In 2010, the Koch political network set up multiple bus tours to caravan across the country promoting candidates supported by big business. Former Republican operatives, like Ben Marchi, who had previously worked for the congressional campaign arm of the GOP, were hired to staff these events, which were designed to gain “earned media” for candidates through rallies.

Here’s how it would work. During the election, a bus tour from one of several roving Koch groups (with names like “November is Coming” and “Spending Revolt“) would drive into a city with a competitive congressional election and host the Republican candidate for office. Speakers would denounce the Democratic opponent and President Obama. The Koch operatives at the event, usually employed by the Koch-founded front group Americans for Prosperity, would collect names of the attendees and enter them into a database for get out the vote efforts in the election.

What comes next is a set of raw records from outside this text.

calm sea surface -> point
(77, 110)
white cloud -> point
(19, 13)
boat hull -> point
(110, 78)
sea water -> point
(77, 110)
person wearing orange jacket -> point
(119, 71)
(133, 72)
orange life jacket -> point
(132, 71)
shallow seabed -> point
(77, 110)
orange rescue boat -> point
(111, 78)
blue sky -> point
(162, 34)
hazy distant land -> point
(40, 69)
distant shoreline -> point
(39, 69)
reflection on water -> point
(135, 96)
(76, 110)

So the bus tours would garner positive media in the local press for the candidate, while building up a network to generate votes. Call centers were set up to divert volunteers into Republican campaigns. The most active volunteers were rewarded with $250 Visa gift cards.

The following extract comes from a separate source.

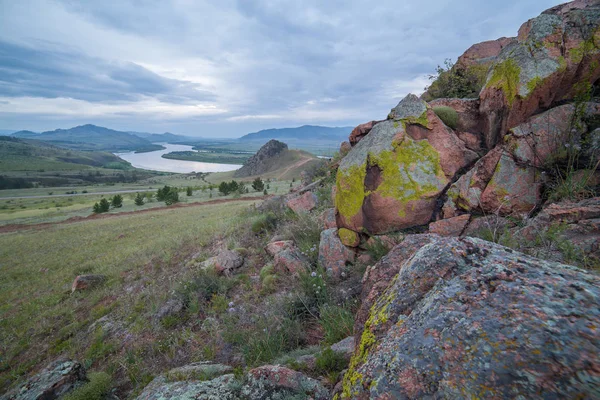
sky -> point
(224, 68)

The elaborate operation — which hit dozens of congressional races with over a hundred political rallies — was never disclosed as political electioneering, and was hardly noticed by the press as an effort to influence the entire shape of Congress by a few billionaires. But Republic Report recovered two financial audits of the Koch-controlled organization that sponsored these bus tours. The documents show earmarked grants to fund these activities. (View the first document here, and the second here).

View a screenshot below, which shows November is Coming received $3.3 million in restricted grants, and Spending Revolt received $600,000. To be sure, these grants show the minimum of the bus tour budgets — not the maximum. The real amount could be much higher:

A leaked audiotape last year revealed that an executive at Koch’s lobbying office in D.C., Kevin Gentry, said that the bus tours were “designed to help in the Congressional races” as part of their “get out the vote” efforts. Gentry, speaking at a resort filled with billionaire hedge fund managers and oilmen, referred to the tours as “Tea Party.”

The documents also uncover the large amount spent attempting to lobby against clean energy and health reform. These two Koch nonprofits spent at least $2,680,878 fighting health reform (with rallies that featured Democratic lawmakers hung in effigy and speakers comparing the Affordable Care Act to the Holocaust).

This year, it’s likely we’ll see a repeat of many of the strategies deployed during the midterm elections. As Mother Jones reported, the Koch nonprofits are quietly paying Tea Party organizers a hefty sum to collect personal information about voters in the Republican primary. Once the nomination is settled, we’ll see the Koch machine kick into gear to defeat President Obama — and it’s quite possible that, like two years ago, almost nothing will be disclosed.